The song in the title, was the song that was played at the end of my friends fathers funeral today.
It was a very surreal experience, going to the funeral of a man who shouldn’t have died so young, it was so unexpected. You just assume that peoples parents die when you’re an adult yourself, and when it happens before that, it seems so much harder on the people involved, expecially since the way he died, was through no fault of his own.
I don’t really know what to write, and have rewritten the last paragraph a few times, but nothing will fit for how I feel for my friend and her family, so I’ll just write off the top of my head and basically not make much sense. Seeing her crying is one of the worst things I’ve had to see since he died in April, and the funeral was delayed due to the circumstances in how he died, making the time inbetween pretty difficult.

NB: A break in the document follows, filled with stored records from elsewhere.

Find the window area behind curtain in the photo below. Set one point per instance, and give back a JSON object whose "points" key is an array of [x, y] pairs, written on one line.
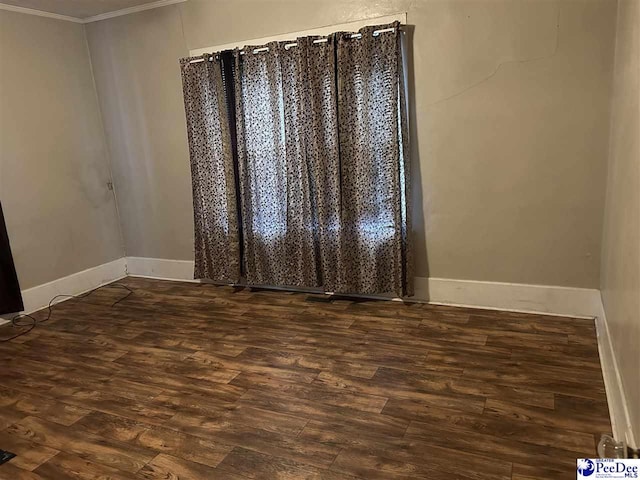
{"points": [[305, 146]]}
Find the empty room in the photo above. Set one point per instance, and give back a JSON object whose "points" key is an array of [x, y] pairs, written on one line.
{"points": [[319, 239]]}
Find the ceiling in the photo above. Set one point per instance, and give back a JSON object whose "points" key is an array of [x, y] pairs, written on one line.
{"points": [[77, 8]]}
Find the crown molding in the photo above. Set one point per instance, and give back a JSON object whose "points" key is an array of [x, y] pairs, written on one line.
{"points": [[39, 13], [134, 9], [94, 18]]}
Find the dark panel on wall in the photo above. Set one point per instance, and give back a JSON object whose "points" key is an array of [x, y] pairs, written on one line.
{"points": [[10, 296]]}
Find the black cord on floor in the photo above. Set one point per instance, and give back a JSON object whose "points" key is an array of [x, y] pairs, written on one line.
{"points": [[18, 320]]}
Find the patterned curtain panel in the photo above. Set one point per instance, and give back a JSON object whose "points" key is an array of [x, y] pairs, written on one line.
{"points": [[217, 242], [289, 163], [322, 162], [375, 162]]}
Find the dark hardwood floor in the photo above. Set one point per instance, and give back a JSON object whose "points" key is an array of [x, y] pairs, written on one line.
{"points": [[191, 381]]}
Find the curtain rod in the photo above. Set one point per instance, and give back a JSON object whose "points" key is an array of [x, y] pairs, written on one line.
{"points": [[294, 44]]}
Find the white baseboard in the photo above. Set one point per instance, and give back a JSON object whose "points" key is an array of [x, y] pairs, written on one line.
{"points": [[616, 398], [39, 297], [562, 301], [160, 268], [517, 297]]}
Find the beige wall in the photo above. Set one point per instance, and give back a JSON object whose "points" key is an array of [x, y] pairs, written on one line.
{"points": [[60, 216], [511, 105], [621, 243]]}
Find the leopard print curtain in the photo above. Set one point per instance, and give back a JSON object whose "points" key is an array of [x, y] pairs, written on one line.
{"points": [[217, 252], [322, 162], [374, 157]]}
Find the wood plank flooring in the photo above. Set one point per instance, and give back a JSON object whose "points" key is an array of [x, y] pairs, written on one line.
{"points": [[195, 381]]}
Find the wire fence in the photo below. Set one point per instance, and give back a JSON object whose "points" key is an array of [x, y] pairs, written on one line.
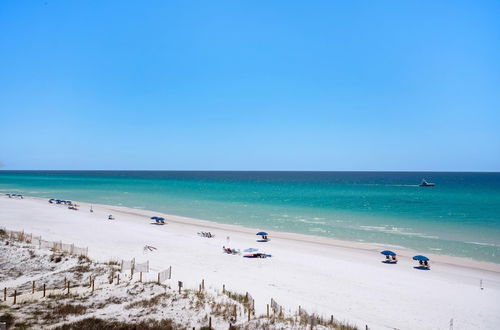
{"points": [[162, 276]]}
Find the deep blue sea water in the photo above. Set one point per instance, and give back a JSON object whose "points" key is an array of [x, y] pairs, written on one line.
{"points": [[460, 216]]}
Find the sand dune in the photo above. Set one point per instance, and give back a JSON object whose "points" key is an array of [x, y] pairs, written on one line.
{"points": [[329, 277]]}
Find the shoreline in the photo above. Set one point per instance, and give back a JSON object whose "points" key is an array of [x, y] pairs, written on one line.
{"points": [[306, 238], [348, 280]]}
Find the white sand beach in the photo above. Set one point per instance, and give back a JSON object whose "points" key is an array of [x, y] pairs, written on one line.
{"points": [[344, 279]]}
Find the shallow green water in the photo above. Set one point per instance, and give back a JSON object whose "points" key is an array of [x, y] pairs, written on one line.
{"points": [[460, 216]]}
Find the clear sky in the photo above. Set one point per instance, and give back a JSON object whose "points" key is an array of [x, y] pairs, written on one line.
{"points": [[250, 85]]}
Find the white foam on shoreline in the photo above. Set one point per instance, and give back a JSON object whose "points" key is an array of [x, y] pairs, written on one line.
{"points": [[346, 279]]}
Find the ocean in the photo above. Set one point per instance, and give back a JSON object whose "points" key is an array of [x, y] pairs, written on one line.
{"points": [[460, 216]]}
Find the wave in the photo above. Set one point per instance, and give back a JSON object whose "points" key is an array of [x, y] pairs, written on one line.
{"points": [[396, 231], [484, 244]]}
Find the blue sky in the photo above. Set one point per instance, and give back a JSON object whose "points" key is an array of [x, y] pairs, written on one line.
{"points": [[250, 85]]}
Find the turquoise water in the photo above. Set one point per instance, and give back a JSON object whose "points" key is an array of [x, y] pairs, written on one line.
{"points": [[460, 216]]}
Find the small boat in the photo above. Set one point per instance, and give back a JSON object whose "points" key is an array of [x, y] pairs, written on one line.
{"points": [[426, 184]]}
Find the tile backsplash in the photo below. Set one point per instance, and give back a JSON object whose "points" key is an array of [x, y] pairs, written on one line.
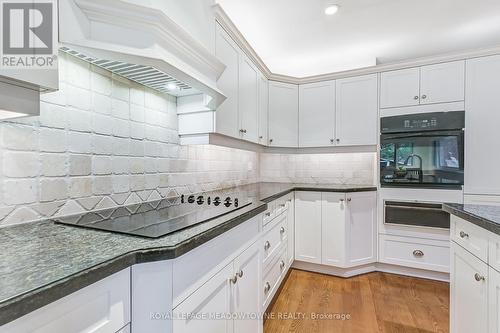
{"points": [[338, 168], [101, 141]]}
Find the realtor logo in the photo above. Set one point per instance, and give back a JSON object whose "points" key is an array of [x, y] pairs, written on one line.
{"points": [[28, 34]]}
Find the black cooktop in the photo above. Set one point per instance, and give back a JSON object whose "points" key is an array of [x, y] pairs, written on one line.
{"points": [[159, 218]]}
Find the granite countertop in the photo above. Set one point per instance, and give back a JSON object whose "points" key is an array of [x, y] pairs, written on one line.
{"points": [[41, 262], [487, 217]]}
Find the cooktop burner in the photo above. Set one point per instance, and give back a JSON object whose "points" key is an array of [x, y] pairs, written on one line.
{"points": [[159, 218]]}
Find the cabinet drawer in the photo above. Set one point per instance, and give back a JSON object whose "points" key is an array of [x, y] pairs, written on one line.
{"points": [[103, 307], [471, 237], [415, 252], [272, 241], [272, 278]]}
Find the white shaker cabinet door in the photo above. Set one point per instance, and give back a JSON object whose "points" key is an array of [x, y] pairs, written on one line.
{"points": [[317, 114], [442, 83], [283, 114], [333, 242], [214, 297], [357, 111], [400, 88], [248, 98], [227, 113], [308, 227], [468, 292], [246, 291]]}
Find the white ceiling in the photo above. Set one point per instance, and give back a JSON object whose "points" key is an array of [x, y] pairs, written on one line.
{"points": [[295, 37]]}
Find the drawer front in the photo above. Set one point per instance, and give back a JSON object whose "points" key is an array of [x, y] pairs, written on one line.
{"points": [[272, 278], [471, 237], [414, 252], [272, 241], [103, 307]]}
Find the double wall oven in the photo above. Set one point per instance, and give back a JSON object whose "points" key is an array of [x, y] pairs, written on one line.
{"points": [[421, 151]]}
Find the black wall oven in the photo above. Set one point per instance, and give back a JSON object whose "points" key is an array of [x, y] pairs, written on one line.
{"points": [[423, 150]]}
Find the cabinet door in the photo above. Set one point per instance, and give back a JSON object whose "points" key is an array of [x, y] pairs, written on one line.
{"points": [[246, 291], [248, 98], [263, 110], [481, 123], [494, 301], [212, 298], [442, 83], [283, 114], [227, 113], [333, 240], [357, 111], [308, 227], [317, 114], [468, 292], [361, 223], [399, 88]]}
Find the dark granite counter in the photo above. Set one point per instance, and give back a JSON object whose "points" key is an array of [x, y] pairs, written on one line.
{"points": [[41, 262], [487, 217]]}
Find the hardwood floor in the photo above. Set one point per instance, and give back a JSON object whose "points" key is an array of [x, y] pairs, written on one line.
{"points": [[374, 302]]}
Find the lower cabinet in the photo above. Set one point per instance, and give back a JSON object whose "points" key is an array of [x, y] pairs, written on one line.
{"points": [[336, 229], [228, 302]]}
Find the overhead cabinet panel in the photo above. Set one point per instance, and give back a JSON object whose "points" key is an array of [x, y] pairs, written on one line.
{"points": [[283, 114], [357, 111], [317, 114]]}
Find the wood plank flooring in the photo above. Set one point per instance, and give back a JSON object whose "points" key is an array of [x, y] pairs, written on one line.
{"points": [[374, 302]]}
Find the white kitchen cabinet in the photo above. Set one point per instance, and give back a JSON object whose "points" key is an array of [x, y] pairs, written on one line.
{"points": [[361, 222], [356, 111], [245, 292], [468, 292], [333, 242], [442, 83], [439, 83], [214, 297], [482, 117], [283, 114], [263, 109], [308, 227], [400, 88], [248, 100], [227, 113], [317, 114], [103, 307]]}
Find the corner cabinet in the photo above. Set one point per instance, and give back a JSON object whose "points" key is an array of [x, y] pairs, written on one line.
{"points": [[335, 229], [283, 114]]}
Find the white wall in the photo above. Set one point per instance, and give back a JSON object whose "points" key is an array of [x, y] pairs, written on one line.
{"points": [[101, 142]]}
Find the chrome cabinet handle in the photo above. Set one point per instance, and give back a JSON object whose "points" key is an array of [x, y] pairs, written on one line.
{"points": [[267, 288], [478, 277], [418, 253]]}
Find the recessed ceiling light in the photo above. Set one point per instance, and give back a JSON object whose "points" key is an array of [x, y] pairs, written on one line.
{"points": [[331, 9]]}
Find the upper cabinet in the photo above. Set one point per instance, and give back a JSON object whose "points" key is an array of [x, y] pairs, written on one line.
{"points": [[440, 83], [317, 114], [283, 114], [356, 112]]}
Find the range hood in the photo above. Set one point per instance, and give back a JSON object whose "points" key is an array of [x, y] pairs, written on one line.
{"points": [[142, 44]]}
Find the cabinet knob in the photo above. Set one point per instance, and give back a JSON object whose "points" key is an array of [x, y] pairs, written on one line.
{"points": [[418, 253], [478, 277], [267, 288]]}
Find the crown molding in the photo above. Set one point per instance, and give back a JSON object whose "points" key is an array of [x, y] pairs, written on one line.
{"points": [[228, 25]]}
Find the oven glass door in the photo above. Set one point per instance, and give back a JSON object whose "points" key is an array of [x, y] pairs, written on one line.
{"points": [[422, 159]]}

This is only the second funeral I’ve been too, the first was my grandmothers when I was nine. After seeing the pain my friend has gone through, I guess I feel lucky that I was so young when my biological dad died. I was three years old, and I guess the fewer memories you have, the less it hurts. I have no memories, and sometimes it hurts because I’ll never know him or remember anything about him, but it won’t hurt as much as if he died now, after 18 years of knowing him. If my “second” dad died now, I would understand the grief my friend is going through, but I don’t want to wish that on anyone. Another friend of mine, lost her dad last year, and they will both find it hard for years to come.
I thought, I would document something about it here, but to be honest, I don’t really know what I’m writing. I just wish that she and her family didn’t have to go through that. Her dad was a funny, kind guy, and I’ll always remember him with a grin on his face, and he would have loved the send off that his family and friends gave him.